Trente-huit personnes, en plus de deux femmes kamikazes, ont été tuées dans le double attentat suicide commis lundi 29 mars dans la matinée dans le métro de Moscou. Par ailleurs douze personnes, dont neuf policiers, ont été tuées dans deux attentats-suicide mercredi à Kizlyar, près de la frontière avec la Tchétchénie le1er avril.

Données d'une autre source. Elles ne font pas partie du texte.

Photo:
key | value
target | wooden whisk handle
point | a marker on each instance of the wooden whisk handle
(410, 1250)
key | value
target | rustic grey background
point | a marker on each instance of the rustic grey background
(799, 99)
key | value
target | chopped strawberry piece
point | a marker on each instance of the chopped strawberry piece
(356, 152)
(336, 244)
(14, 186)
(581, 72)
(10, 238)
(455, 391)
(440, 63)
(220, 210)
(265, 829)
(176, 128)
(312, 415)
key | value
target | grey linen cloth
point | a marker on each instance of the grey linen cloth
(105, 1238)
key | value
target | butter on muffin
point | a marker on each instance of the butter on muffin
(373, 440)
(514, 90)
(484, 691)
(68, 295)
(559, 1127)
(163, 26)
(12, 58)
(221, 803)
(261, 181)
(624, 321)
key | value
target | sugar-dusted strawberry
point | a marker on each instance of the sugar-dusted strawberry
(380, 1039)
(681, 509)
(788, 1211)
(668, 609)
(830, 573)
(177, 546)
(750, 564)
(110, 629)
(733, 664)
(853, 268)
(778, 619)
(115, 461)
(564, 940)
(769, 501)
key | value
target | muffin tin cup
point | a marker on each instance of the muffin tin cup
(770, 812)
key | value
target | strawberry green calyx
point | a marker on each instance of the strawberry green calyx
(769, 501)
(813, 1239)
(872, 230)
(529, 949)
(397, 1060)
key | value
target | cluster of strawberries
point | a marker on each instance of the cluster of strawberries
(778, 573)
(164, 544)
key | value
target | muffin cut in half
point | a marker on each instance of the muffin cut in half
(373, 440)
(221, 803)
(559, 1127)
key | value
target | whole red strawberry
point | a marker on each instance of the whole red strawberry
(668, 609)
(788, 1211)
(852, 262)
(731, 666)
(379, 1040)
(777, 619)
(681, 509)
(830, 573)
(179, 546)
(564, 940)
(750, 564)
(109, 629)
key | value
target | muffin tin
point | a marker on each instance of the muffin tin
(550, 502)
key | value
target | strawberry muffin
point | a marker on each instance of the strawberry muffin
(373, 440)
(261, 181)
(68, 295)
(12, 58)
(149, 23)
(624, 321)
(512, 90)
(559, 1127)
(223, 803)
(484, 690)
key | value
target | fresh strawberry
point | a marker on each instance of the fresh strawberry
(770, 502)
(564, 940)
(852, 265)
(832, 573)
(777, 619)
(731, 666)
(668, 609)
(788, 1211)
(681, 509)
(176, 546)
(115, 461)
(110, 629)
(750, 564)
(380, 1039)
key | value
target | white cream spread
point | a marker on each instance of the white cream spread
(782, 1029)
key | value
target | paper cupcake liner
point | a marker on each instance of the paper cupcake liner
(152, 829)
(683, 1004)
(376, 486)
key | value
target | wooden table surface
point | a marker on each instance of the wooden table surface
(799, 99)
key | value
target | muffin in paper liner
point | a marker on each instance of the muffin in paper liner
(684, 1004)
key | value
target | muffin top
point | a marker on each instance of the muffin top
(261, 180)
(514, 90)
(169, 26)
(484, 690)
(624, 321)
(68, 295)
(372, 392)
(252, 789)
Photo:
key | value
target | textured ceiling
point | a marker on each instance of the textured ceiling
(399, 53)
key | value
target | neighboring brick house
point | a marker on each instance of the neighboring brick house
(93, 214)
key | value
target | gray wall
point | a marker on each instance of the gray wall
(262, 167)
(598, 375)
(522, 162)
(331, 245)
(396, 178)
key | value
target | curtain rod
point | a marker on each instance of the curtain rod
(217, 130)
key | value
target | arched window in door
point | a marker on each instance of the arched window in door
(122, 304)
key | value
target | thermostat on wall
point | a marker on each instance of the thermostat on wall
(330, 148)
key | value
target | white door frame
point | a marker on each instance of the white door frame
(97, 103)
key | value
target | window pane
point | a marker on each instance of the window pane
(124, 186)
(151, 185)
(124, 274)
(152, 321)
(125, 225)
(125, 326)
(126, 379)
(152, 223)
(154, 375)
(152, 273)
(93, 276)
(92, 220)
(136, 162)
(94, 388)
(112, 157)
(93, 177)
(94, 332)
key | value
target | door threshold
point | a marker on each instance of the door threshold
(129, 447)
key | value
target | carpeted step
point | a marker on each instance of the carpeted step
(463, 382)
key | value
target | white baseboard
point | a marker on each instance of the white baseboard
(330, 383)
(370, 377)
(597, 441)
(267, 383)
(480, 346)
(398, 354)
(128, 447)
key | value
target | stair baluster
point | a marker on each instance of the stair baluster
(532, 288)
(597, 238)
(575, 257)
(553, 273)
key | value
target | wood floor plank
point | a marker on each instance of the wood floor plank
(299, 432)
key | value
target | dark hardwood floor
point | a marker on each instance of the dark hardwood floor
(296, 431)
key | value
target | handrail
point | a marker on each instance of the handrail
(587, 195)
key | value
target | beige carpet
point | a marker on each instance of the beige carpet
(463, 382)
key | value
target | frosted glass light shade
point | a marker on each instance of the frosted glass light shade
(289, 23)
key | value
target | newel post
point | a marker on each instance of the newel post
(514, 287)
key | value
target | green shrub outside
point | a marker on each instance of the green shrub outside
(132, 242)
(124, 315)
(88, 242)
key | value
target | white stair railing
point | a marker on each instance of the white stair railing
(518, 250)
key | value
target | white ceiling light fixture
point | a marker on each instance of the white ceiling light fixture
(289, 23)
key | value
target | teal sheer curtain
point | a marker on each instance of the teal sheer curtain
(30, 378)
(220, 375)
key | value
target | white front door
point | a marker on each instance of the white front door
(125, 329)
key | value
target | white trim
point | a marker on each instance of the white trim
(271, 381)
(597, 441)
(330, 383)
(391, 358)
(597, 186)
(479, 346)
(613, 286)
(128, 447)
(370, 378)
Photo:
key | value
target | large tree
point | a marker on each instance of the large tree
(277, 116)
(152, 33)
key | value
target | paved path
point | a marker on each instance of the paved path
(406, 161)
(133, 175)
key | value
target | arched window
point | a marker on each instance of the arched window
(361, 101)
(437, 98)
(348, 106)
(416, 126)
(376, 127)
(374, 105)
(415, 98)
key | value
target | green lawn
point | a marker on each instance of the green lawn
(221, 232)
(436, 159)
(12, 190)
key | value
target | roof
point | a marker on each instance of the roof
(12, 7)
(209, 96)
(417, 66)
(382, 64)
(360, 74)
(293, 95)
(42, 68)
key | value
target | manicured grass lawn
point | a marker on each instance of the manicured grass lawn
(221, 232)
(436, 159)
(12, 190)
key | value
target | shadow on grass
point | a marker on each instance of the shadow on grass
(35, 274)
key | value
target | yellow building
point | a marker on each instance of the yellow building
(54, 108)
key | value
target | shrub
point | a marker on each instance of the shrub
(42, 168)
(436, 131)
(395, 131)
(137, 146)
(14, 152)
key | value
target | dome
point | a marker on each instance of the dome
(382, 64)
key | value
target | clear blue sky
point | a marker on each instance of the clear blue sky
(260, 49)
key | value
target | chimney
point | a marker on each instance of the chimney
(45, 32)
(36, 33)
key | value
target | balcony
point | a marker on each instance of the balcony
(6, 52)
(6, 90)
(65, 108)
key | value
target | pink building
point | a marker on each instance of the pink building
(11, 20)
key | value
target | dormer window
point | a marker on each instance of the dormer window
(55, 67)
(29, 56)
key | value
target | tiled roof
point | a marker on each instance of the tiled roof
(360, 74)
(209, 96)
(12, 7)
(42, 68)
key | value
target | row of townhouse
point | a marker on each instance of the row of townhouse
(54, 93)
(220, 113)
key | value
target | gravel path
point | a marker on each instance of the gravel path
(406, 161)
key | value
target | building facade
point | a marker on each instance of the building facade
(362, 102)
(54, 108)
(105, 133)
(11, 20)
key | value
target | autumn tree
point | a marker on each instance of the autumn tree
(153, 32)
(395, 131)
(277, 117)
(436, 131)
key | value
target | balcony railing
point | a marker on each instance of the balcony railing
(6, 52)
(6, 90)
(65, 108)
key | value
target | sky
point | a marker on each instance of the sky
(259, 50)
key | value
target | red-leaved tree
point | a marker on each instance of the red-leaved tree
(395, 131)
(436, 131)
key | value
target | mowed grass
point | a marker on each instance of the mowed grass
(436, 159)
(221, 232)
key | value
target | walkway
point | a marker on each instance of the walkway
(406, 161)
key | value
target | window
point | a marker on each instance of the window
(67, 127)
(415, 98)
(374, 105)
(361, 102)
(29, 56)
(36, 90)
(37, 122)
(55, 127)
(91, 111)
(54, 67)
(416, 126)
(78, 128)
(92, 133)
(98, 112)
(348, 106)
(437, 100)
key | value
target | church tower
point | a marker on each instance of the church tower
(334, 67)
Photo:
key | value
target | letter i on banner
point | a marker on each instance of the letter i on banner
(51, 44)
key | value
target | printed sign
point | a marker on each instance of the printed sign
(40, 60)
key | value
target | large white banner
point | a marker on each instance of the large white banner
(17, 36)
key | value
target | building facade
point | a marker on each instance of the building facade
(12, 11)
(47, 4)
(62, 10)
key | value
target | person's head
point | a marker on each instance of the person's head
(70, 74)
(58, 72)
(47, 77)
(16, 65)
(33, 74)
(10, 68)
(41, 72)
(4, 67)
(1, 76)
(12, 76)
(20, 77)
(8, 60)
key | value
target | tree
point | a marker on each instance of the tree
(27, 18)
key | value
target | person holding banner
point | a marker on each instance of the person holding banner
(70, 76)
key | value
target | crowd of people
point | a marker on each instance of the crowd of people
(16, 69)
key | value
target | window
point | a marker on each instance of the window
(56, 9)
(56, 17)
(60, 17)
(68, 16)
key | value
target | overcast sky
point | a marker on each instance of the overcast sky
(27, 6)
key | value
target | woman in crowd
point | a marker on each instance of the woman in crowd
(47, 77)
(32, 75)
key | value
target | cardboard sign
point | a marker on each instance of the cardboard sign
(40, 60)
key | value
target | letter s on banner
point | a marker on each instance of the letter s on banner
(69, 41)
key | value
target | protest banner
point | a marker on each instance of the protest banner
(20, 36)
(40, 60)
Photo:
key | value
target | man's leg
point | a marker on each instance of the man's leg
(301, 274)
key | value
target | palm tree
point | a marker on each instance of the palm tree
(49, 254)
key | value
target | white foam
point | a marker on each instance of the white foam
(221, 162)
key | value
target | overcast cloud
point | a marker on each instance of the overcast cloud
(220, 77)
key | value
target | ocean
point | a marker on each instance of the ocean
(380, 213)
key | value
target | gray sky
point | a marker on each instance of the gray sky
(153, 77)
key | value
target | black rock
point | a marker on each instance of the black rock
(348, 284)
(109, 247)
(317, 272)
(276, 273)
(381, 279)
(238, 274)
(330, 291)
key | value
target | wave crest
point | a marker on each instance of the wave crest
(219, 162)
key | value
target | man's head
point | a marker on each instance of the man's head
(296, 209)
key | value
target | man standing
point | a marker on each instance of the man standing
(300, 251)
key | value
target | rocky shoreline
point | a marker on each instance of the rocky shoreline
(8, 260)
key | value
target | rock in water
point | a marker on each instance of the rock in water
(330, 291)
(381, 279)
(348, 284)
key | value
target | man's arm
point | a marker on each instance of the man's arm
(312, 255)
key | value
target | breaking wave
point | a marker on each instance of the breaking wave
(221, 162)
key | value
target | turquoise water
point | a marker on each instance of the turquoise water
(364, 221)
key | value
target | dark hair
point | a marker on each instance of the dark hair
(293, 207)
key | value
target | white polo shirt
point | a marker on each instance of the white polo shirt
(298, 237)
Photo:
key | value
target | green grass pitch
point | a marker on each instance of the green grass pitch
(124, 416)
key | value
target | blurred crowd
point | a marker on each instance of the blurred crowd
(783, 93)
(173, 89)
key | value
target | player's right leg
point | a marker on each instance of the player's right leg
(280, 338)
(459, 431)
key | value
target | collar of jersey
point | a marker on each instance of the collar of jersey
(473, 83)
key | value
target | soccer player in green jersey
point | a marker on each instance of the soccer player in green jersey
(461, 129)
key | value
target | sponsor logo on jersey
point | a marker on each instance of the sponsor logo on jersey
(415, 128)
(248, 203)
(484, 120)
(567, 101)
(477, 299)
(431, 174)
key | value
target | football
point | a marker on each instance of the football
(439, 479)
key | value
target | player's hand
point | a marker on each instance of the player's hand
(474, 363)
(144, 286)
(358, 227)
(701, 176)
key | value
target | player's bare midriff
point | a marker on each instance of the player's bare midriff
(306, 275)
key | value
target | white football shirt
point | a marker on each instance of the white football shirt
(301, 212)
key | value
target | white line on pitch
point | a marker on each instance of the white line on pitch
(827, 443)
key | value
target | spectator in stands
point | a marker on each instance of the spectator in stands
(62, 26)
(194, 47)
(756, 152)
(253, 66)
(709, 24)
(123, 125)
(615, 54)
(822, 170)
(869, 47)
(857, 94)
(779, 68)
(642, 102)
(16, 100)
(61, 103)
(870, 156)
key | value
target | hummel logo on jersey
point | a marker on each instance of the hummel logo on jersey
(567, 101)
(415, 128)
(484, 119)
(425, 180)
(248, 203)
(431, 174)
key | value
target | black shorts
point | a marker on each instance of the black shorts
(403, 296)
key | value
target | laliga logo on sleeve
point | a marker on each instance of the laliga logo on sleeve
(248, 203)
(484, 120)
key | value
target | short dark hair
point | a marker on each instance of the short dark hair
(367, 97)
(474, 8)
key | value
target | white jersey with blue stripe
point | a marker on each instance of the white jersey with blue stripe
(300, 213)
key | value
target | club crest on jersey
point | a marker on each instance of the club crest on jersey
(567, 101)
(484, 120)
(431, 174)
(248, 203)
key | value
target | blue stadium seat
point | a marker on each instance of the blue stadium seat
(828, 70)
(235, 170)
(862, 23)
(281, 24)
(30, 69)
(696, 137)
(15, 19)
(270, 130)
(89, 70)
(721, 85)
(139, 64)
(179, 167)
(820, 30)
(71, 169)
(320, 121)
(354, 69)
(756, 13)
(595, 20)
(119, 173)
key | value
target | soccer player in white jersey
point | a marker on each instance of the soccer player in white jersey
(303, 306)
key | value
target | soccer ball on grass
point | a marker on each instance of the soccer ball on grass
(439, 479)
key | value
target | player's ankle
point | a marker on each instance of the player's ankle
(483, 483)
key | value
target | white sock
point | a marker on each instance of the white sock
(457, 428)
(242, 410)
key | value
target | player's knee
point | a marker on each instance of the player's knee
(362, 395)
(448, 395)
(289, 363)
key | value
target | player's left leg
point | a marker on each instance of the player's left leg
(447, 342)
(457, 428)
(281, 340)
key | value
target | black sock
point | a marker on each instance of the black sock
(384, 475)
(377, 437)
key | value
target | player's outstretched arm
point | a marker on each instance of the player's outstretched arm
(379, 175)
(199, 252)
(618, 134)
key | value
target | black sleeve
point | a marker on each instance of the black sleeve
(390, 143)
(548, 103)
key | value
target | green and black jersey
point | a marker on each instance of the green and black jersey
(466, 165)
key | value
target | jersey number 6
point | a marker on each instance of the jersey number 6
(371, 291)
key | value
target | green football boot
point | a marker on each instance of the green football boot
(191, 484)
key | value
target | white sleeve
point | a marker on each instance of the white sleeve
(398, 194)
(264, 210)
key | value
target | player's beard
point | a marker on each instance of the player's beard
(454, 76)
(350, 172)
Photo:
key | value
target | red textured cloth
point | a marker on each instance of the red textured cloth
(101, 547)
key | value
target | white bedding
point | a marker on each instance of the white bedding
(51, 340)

L'attentat a été revendiqué par Doukka Oumarov, "Emir du Nord Caucase", ancien président de l'Ichkérie qui revendique avoir des bases de l'Abkhazie jusqu'en Azerbaïdjan, une zone de première importance pour les routes du pétrole. La guérilla reste active dans les zones musulmanes du Caucase russe. En juin et en septembre dernier le président tchétchène Ramzan Kadyrov a accusé la CIA et la MI6 d'être présents aux côtés des rebelles islamistes. Par ailleurs l'American Committee for Peace in Chechnya est souvent désigné comme un organe de propagande américaine anti-russe tourné vers la Tchétchénie.
Dans cette région, outre l'activisme religieux au Daghestan et en Tchétchénie, le nationalisme circassien est aussi encouragé par des lobbys occidentaux. Comme le note Frédéric Delorca dans son dernier livre, "Abkhazie, A la découverte d'une "République" de survivants" (Ed. du Cygne 2010), un travail de promotion du nationalisme circassien (dans le Nord Ouest du Caucase) se développe dans la perspective des jeux olympiques de Sotchi de 2014, qui rappelle l'insurrection des moines tibétains à la veille des jeux olympiques de Pékin : "Sotchi était le port de départ de milliers de Circassiens déportés vers la Turquie. 2014 marquera la 150ème anniversaire de la victoire russe contre eux. Des voix s’élèvent au Caucase Nord, comme celle de l’Association circassienne internationale basée en république kabardino-balkarienne, et dans la diaspora des peuples déportés, pour que des symboles circassiens figurent dans ces jeux au même titre que les jeux de Vancouvert au Canada ont accordé une place aux Indiens victimes de génocide, ou ceux de Melbourne aux Aborigènes d’Australie . A défaut de pouvoir satisfaire les revendications circassiennes, les jeux de Sotchi pourraient être compris comme une provocation par les peuples du Nord-Ouest du Caucase et enflammer le ressentiment anti-russe. Des analystes russes début 2010 pointaient du doigt la décision récente de l’administration Obama d’augmenter les effectifs de USAID, l’agence des basses œuvres interventionnistes étatsuniennes, et accusait les associations adyguiennes comme Adyghe-Khasa, le Congrès circassien ou l’Association circassienne internationale qui réclament la reconnaissance du « génocide » de leur peuple d’appliquer en fait le programme de thinks tanks américains comme Rand Corp. et la Jamestown Foundation. Selon ces analystes cette activité qui joue sur des cordes tantôt ethniques tantôt religieuses contribue à la dé-russification rampante du Nord-Caucase . On peut d’ailleurs noter que la Fondation Carnegie à travers le Program on New Approaches to Research and Security in Eurasia (PONARS) finance publiquement des recherches très orientées vers le soutien aux revendications circassiennes."
Face à cette conjonction entre islamisme et nationalisme sur fond de fort taux de chômage, le Kremlin depuis quelques mois mise sur la répression. En février, le président russe Medvedev a nommé un « consul du Caucase », représentant du président de Russie, et vice-premier ministre, Alexandre Khloponine, 44 ans, ancien directeur de combinat, qui a déjà mis de l’ordre dans la région de Krasnoïarks en Sibérie en y intégrant les territoires d’Evenk et Taïmyr. A cette occasion une grande région a été créée englobant le territoire de Stavropol et les Républiques autonomes de Karatchaevo-Tcherkessie, Kabardino-Balkarie, Ossétie du Nord, Ingouchie, Tchétchénie et du Daghestan, toutes ces entités pouvant à terme être absorbée par le territoire de Stavropol. Cette mesure, qui s'ajoute aux actions militaires et policières, passe pour un acte de méfiance à l'égard des autorités locales caucasiennes, et a été notamment critiquée par le président de l'Ingouchie.
La spirale de la répression et du terrorisme pourrait, si elle se developpe, compromettre le retour récent de la Russie sur la scène internationale.